Rafael Megall uses digital elaboration of different studies on the canvases through a technique that includes the use of masks. His art refers to Armenian miniatures, Medieval art, Art Nouveau, Art Deco and modern imitations on canvas of digital art forms. Once on the canvas, the outlines and the colors of the original image are subjected to continuous modifications. His works primarily express ornamental aspects taken in part from traditional Armenian patterns.

Megall's paintings assimilate many modern technologies, including aerial photography and autostereograms.

Megall's special interest in ornamentation goes back to folk stone carvings, frescoes, medieval flyleaves and to the works of Armenian historian, ethnographer, art theorist and artist Vardges Sureniants (1860–1921).

The artist additionally refers the art practices of the 1970s, with their characteristic boost of the pictorial effect, diversity of methods and play on traditions and styles.

The artist's works from the years 2010 to 2012 can be considered iconic images. His series of paintings titled "The Panthers in My Blossoming Garden" were presented in at the 57th Venice Biennale in 2017. In 2019 Megall launched the cycle of paintings named "Porcelain Idols". Those series represent pieces porcelain figurines predominantly from the Soviet Era transferred to the canvas with almost photographic precision.

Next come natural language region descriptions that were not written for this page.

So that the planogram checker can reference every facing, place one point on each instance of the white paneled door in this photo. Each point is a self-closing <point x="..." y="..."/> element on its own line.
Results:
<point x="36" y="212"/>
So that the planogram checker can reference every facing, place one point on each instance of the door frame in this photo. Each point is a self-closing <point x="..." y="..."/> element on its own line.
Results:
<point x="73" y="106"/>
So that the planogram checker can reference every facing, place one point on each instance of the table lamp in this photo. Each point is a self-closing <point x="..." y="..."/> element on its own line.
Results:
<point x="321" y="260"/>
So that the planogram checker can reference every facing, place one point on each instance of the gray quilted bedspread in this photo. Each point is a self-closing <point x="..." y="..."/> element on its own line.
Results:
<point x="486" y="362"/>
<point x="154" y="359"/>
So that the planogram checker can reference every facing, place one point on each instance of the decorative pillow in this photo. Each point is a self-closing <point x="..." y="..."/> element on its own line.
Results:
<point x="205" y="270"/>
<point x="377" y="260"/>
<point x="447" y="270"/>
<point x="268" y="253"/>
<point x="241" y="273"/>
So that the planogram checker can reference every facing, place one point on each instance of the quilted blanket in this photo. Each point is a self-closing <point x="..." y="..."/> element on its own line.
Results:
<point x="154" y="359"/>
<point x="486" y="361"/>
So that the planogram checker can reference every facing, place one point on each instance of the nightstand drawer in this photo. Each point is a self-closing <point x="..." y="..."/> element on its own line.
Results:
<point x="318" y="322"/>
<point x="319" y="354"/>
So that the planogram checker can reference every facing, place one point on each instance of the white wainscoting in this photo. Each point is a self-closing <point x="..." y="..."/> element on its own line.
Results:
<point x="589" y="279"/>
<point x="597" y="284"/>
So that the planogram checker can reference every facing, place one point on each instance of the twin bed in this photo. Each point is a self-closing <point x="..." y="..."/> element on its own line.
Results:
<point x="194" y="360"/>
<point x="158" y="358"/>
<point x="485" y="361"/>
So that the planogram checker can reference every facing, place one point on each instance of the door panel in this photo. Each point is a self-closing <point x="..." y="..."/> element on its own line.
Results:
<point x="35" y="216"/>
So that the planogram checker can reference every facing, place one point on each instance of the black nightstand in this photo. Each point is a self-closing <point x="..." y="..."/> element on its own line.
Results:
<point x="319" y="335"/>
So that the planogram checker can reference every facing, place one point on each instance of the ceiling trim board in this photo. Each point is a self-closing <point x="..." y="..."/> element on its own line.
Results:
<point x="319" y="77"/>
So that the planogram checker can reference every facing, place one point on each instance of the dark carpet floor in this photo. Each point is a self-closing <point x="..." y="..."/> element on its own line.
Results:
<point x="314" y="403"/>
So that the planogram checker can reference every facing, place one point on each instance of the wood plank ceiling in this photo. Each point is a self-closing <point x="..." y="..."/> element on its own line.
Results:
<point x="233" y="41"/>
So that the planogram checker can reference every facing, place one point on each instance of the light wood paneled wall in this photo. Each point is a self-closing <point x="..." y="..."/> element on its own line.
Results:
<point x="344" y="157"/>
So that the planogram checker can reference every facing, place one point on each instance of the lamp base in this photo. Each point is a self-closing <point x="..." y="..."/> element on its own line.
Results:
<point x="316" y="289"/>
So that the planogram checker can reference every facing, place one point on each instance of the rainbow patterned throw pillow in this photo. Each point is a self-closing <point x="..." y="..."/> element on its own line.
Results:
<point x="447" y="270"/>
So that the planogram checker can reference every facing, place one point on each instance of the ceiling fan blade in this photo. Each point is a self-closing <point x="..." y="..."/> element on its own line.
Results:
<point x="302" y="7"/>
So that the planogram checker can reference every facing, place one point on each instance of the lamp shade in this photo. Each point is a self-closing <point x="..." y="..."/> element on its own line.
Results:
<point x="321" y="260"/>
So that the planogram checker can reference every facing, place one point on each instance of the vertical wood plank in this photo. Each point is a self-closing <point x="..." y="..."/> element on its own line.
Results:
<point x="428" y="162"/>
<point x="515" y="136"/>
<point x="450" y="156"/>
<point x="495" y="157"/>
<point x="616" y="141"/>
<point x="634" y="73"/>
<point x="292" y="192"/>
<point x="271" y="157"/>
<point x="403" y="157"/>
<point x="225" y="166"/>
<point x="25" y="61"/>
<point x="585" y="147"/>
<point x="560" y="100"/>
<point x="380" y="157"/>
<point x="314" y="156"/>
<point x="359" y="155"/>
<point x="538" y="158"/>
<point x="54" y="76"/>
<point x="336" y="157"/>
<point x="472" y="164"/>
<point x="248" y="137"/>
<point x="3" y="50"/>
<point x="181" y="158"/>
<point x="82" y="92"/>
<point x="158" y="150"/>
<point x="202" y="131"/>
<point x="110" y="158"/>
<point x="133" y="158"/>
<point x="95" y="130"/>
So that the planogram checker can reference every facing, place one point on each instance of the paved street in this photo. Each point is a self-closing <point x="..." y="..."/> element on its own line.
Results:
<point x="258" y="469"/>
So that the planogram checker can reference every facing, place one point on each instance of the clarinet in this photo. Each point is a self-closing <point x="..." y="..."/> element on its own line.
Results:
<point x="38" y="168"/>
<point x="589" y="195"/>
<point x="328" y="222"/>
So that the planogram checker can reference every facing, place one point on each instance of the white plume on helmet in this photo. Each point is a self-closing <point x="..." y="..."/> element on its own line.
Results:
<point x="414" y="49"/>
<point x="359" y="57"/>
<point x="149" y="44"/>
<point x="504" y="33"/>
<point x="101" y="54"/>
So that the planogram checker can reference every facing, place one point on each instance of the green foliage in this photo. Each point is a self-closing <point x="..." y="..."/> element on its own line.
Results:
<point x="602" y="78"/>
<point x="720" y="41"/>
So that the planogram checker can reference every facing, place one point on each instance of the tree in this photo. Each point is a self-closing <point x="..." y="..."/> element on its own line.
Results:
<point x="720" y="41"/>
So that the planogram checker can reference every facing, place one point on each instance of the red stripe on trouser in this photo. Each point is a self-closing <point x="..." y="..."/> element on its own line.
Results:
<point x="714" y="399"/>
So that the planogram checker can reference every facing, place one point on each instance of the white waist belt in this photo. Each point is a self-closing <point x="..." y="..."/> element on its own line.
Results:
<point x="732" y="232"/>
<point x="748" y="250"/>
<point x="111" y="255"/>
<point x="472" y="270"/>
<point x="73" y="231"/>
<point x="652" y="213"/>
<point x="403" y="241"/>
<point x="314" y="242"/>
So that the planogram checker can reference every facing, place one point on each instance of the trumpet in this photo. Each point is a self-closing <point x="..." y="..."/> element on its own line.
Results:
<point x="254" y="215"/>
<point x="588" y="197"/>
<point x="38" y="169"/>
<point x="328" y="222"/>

== Awards and recognition ==
In 2012 he received the Gold Medal from the Ministry of Culture of the Republic of Armenia for his services and achievement. In 2013 the President of Armenia gave him the honorary title Honored Artist of the Republic of Armenia. In 2013 at the Florence Biennale IX edition, he received the Lorenzo il Magnifico Award in the painting category. In 2014 he was given the Arshile Gorky Honorable Medal of the Republic of Armenia.

== Selected exhibitions ==
===Solo exhibitions===
- 2017:
  - The Panthers in My Blossoming Garden, 57th Venice Biennale, Pavilion of the Republic of Armenia, Venice, Italy.
- 2021:
  - The Room of the Riddles, MMoMA, Moscow, Russia.

===Group exhibitions===
- 2018:
  - Contemporary Chaos, Vestfossen Kuntslaboratorium, Vestfossen, Norway.
- 2022:
  - On the Wall, Building Gallery, Milan, Italy.
  - InterACTION, Fondazione Made in Cloister, Naples, Italy.
- 2023:
  - Medea, Siracusa Ancient Market, Siracusa, Italy.